In stasis no one can hear you scream. Stasis is an adventure game from South African developer The Brotherhood. Built over five years by a small team led by Chris Bischoff, Stasis is clearly a labour of love.
You play as John Maracheck, a teacher on his way to make a new life on Titan with his family. Woken from suspended animation you find yourself in an unfamiliar ghost ship deep in space and separated from your wife and daughter. As you begin to piece together where you are and what has happened, you discover you are on a ship called The Groomlake, a medical vessel owned and run by the Cayne Corporation. But something has gone terribly wrong. No one is to be seen, and blood smears the walls and floors. After recovering from your rude awakening from stasis you are contacted by Te’ah, a member of the Groomlake’s crew. She proceeds to guide you through the horrors that await in the depths of the ship and hopefully, back to your wife and daughter.
Like the games and films that obviously influence it, Stasis oozes atmosphere; steam leaks from severed pipes, walkways creak and corridors echo with the distant screams of what remains of the crew. Each screen is rendered in 2D, mostly static but with small animations and movement dotted around. Animation is used to great effect in Stasis, bringing to life the hulking industrial design of the ship, it also breathes life into some of the horrors you encounter along the way.
The bulk of the story is voice acted, but the story is fleshed out by reading diary entries and emails on PDAs that are scattered around the ship, usually found at the feet of the recently deceased crew. Each section of the ship will have its own smaller story, gradually revealing the chain of events that lead to your awakening. It involves a fair amount of reading, but helps to reveal more about the world you are in as well as offer clues to the larger picture.
Stasis is very much a traditional point and click adventure game, you have a small inventory where you collect and combine various items along the way. Puzzles are your main obstacles to progress and the puzzles in Stasis offer enough challenge to feel like you’re being smart when you solve them but not so difficult that you feel like pushing your eyeballs into the back of your head. I confess I did get stuck on a few puzzles but the game’s logic is sound enough that if you give it some time the solution usually presents itself.
Stasis wears its influences on its sleeve, references from some of the greatest horror and sci-fi films of the past are scattered throughout the game. One in particular that stuck out for me is the name of the protagonist. It is wonderfully geeky, and I noticed it immediately and I highly approve. In other hands these references could have felt cheap and derivative but in Stasis they feel like a celebration of all that is and was great about the sci-fi horror genre, even if a line of dialogue happens to be borrowed from a great sci-fi film, it just brings happy associations.

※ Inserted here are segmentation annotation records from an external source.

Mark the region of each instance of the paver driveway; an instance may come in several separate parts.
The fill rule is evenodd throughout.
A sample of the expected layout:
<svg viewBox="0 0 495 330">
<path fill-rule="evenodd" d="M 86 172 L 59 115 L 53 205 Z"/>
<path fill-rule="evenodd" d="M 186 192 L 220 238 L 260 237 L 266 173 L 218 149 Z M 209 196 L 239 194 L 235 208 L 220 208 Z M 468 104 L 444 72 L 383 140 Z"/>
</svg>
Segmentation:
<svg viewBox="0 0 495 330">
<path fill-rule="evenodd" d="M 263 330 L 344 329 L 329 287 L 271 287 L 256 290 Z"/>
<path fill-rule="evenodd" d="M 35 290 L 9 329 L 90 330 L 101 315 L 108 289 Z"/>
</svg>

Stasis hits all the right notes, particularly if you’re a fan of the horror sci-fi genre, even if you’re not, it’s a sublime example of the point and click adventure game, a genre that is deserving of more attention. Stasis follows a particular brand of horror from the likes of Dead Space, Aliens and Event Horizon so if that’s your thing this will no doubt appeal to you. If you’re yet to try a point and click adventure then Stasis is a great point to start.
If I had to make any complaints about this game it’d have to be some of the voice acting. On the whole the acting is of a really high quality, the actor playing John does a fantastic job of portraying his horror of the sights of the Groomlake. However with this kind of genre, if you don’t sound convincing, it can occasionally take you out of the fiction of the game. Another quibble is Stasis is rendered in 720p without any options to scale to different resolutions and that’s a real shame. This game looks beautiful in 720p, it would look eyepopping in 1080p and above.
These are just minor nitpicks however, Stasis is a resounding success, it’s dark, gritty sci-fi at its best, it’s a meaty game with a great story that pulls the game along at a great pace. What makes this game remarkable is that it was drawn, programmed and written by essentially one guy. It should stand as a shining example of what lone developers and small teams can achieve with the range game making tools at their disposal. Auteurism is something bigger videogames sorely lack and now that game designers are going back to bedroom coding, the cradle of life where games originally came from, a game like Stasis should be highly regarded as a singular vision, no DLC, no micro transactions or pre-purchase incentives, just a simple game in its purest form.